# My fish!!



## Kolewolf (Apr 21, 2010)

Thought I would post some pics of my fish!!
Baby Argentea








Blue Phantom Pleco








Flash Pleco








Male Green Terror playing peek-a-boo








Neolamprologus Brichardi








I also Have 3 Silver dollars, and a Flagtail but they just move too fast.


----------



## VElderton (Jun 3, 2015)

Your set-up looks great. I really like the combination of SA cichlids with the Plecos and other SA fishes .... these all prefer softer water and neutral PH. 

I am just wondering why you added the Bichardi into the mix. As a Tanganyikan cichlid they usually are kept in highly mineralized and higher PH.


----------



## dino (Aug 29, 2011)

cool fish. nice setup


----------



## barvinok (Nov 20, 2011)

Some serious fish and very cool too


----------



## Kolewolf (Apr 21, 2010)

VElderton said:


> I am just wondering why you added the Bichardi into the mix. As a Tanganyikan cichlid they usually are kept in highly mineralized and higher PH.
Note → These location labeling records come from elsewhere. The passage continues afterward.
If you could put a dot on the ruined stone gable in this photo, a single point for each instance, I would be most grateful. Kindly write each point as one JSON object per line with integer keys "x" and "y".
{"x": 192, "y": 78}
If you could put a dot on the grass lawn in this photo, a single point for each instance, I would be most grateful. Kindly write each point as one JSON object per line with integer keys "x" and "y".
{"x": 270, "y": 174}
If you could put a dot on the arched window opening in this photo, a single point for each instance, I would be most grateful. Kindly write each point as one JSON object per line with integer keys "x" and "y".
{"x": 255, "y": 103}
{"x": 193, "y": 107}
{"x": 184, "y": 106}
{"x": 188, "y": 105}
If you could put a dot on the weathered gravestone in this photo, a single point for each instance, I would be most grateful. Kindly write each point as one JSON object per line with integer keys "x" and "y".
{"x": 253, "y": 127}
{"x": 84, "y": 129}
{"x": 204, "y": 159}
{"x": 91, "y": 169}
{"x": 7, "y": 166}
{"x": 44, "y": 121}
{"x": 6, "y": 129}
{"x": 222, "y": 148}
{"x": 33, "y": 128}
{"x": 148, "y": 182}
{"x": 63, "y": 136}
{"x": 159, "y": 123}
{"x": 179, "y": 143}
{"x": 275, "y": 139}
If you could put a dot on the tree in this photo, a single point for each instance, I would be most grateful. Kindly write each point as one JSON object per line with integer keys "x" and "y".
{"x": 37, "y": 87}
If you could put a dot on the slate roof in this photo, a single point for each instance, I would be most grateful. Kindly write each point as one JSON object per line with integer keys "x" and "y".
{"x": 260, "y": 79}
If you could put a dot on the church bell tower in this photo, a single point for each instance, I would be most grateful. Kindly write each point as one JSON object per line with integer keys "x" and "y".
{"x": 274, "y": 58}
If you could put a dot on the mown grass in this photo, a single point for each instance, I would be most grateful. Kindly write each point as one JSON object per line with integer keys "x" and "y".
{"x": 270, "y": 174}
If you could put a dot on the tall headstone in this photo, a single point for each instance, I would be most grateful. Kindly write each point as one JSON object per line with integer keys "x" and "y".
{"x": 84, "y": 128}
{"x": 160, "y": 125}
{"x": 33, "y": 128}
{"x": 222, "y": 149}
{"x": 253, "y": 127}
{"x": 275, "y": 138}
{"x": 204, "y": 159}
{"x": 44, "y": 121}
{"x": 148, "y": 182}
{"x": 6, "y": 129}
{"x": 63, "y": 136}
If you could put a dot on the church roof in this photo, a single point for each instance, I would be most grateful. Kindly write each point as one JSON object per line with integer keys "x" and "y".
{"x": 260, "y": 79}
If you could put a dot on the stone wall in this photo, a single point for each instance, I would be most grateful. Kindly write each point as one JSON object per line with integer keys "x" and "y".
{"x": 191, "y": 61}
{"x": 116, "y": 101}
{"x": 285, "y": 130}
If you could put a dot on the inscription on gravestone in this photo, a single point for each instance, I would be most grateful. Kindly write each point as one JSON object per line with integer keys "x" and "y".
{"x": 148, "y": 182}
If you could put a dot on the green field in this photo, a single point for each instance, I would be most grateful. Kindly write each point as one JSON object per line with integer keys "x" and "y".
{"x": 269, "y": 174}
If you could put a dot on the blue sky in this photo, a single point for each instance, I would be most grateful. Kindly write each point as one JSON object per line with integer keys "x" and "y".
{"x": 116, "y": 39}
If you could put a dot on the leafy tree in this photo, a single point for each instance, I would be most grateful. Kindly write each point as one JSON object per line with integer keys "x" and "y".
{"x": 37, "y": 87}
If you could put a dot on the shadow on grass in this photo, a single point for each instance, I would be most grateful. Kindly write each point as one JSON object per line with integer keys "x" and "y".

Actually the Brichardis are in a different tank. That being said todays African cichlids are almost all tank raised and the majority are like F20 or higher ( especially Brichardis who breed like rabbits) and are raised in a soft water environment and would do just fine in a mixed tank. Wild caught, of course, would be a different situation.


----------



## VElderton (Jun 3, 2015)

Thanks for the update ... makes sense. 

Regarding Africans you make a great point ... it's really important to know what water the fish have been raised in wild or tank raised. Many of the tank F2 or higher tank raised fish from solid breeders are coming out of tanks in that have a lot higher PH and mineralized water the Vancouver / Lower Mainland.


----------



## dino (Aug 29, 2011)

I've raised wild caught everything in our water. It's not really an issue


----------